The Court provided some interesting interpretative guidance while conducting the above analyses. For example, the Court categorically rejected the notion that its prior decision in Tidewater Marine Western, Inc. v. Bradshaw, 14 Cal. 4th 557 (1996), stood for the proposition that “California overtime law follows California residents wherever they go throughout the United States.” Rather, the Court said, Tidewater was limited to a fact pattern where an employee temporarily left California during the course of an average workday. The Court also heavily implied that California law might not apply to an employee who temporarily entered California during the course of an average workday. As another example, the Court rejected Oracle’s attempts to argue burden on the part of non-California employers – at least in part because Oracle itself is a California employer. Oracle had argued with regard to wage statements that it would be extremely burdensome for a non-California employer to have to generate an entirely new pay stub just to comply with California law to the extent an employee entered California for a full workday or workweek. The Court reasoned, however, that since Oracle was a California employer it would not be burdensome to require it to comply with California law. In addition, the Court noted that an out-of-state employer might not be obligated to comply with California’s pay stub law to the extent a non-resident employee temporarily entered California (even for a full workday or workweek), since the governmental interest analysis discussed above might have a different result to the extent the issue was pay stub content and not overtime entitlement.
Second and Third Certified Questions: UCL Ramifications
Having established that in-state work by non-resident employees was regulated by California Labor Code §§ 510 and 1194, the Court turned to the two questions pertaining to the UCL.

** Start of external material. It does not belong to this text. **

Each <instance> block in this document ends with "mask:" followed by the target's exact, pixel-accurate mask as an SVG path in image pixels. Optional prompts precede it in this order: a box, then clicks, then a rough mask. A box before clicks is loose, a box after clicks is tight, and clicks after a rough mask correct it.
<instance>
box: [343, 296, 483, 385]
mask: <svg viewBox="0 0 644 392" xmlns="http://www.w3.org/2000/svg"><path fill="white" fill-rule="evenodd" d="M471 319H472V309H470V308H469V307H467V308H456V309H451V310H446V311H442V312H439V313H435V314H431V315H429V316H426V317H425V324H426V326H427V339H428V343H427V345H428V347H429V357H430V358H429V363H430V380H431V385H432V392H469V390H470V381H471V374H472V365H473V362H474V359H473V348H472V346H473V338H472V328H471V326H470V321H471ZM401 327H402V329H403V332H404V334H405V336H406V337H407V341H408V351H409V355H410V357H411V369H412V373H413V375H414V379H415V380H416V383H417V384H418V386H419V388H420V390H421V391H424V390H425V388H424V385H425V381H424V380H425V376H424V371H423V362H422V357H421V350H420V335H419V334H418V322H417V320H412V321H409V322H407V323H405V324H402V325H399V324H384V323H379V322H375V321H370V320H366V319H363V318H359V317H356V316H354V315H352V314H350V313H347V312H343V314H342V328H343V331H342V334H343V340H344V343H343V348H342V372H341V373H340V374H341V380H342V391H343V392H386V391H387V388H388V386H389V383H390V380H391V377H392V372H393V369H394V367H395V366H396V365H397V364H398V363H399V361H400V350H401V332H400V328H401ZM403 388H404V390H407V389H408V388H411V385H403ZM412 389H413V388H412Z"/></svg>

With regard to in-state work, the Court easily decided that because such work was subject to Sections 510 and 1194, any violation of these sections could support a UCL claim in the same fashion as any other overtime violation, pursuant to Cortez v. Purolator Air Filtration Products Co., 23 Cal.4th 163 (2000).
With regard to out-of-state work, however, the Court agreed with Oracle that violations of the Fair Labor Standards Act, 29 U.S.C. § 207(a), implicated the “presumption against extraterritorial application” discussed in Diamond Multimedia Systems, Inc. v. Superior Court (Pass), 19 Cal. 4th 1036 (1999). Under this presumption, courts assume that statutes are not intended to reach conduct beyond state borders absent an express indication from the legislature that such a result is desired. Here, the Court found no such express indication pertaining to the UCL. Plaintiffs attempted to evade this presumption by arguing that – since Oracle is headquartered in California – the decision to pay or not pay overtime in other states was presumably made in California, and that therefore the overtime violation occurred within California. The Court rejected this argument, reasoning that “for an employer to adopt an erroneous classification policy is not unlawful in the abstract,” and that the actual failure to pay overtime occurred where the employees in question were actually paid. Since the parties’ stipulated facts did not address this point the Court declined to “speculate about the place of payment as a basis for holding the UCL does, or does not, apply.”